House building activity has reactivated timidly in Spain, with 80,000 new house starts last year and with the objective for the sector of reaching around 150,000 new homes per year as the healthy cruising speed. New companies, such as the listed firms Neinor and Aedas, together with others such as Aelca, Vía Célere, ASG, Amenabar and Metrovacesa (which returned to the stock market earlier this month) have boosted activity. But there has been a shortage of buildable land (plots with the necessary permits) in Spain’s large cities, above all in Madrid and Barcelona.

Simultaneously, the banks have been forced to divest property from their balance sheets, under pressure from the regulations set by the European Central Bank, like the entities that received public help did back in 2012, when they transferred their toxic assets to Sareb. In the funds, the banks have found the best partners for getting rid of their properties to start putting them on the market (…).

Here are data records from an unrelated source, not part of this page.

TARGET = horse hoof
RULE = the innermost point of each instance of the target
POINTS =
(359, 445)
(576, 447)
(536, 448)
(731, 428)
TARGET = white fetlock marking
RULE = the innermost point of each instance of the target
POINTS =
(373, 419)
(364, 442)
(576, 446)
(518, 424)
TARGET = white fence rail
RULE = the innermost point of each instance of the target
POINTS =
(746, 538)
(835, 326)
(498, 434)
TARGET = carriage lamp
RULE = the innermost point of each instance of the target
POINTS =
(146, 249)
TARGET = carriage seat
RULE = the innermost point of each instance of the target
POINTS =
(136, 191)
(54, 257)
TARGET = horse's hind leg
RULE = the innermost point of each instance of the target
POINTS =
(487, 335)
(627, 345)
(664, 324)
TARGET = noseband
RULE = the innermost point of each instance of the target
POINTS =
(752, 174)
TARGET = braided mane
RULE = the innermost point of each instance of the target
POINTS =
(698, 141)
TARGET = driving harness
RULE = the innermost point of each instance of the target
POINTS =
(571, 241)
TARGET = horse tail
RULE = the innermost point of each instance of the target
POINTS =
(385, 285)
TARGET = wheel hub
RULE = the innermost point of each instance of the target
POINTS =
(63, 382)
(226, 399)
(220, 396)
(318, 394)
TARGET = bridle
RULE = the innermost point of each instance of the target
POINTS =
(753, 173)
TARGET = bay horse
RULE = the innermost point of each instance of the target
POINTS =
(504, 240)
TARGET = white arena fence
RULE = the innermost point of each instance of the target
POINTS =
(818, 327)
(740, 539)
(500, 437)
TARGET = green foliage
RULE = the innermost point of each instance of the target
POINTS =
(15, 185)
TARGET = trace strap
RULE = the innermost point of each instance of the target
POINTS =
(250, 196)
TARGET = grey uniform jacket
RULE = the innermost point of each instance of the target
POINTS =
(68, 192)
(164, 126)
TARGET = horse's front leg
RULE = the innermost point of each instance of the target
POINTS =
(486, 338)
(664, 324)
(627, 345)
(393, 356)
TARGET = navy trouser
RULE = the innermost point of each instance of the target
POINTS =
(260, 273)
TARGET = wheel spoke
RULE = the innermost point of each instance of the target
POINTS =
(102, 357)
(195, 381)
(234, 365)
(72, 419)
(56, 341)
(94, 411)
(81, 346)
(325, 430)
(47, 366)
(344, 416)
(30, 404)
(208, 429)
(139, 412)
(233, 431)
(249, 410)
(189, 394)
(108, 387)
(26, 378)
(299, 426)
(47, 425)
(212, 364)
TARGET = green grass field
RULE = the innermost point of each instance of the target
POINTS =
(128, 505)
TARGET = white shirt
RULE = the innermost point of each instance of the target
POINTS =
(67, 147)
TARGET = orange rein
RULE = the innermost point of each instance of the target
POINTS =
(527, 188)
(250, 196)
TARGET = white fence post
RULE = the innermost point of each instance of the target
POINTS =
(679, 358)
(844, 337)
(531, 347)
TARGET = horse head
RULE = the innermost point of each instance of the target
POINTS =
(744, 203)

“We estimate that the large funds have land worth more than €15 billion”, calculates Samuel Población, Director of Residential and Land, at the consultancy firm CBRE.

Blackstone is going to become one of the key players over the next few months. The US fund purchased 51% of Popular’s portfolio worth €10 billion from Santander. Of that total, 42% corresponds to land. The agreement is not expected to be definitively closed until March. From then on, Aliseda will start to sell those plots. The new CEO of that servicer is Eduard Mendiluce, who is also continuing to serve as the head of Anticipa, the company that Blackstone uses to manage its housing portfolios.

Meanwhile, Cerberus acquired 80% of BBVA’s real estate portfolio for €4 billion. Almost 80% of those assets comprise plots of land. In that case, they are waiting until June, for the operation to materialise, before starting to place any portfolios on the market. That sales mandate will be entrusted to Haya Real Estate, the servicer that Cerberus is planning to list on the stock market. Note, the US fund also acquired a majority stake in the residential property developer Inmoglacier, which is expected to receive a small proportion of the plots to make it grow and become one of the new stars of the sector.

Finally, Bain Capital, on a smaller scale, acquired around €144 million of land from Liberbank, at the same time as taking over the Catalan property developer Habitat (…).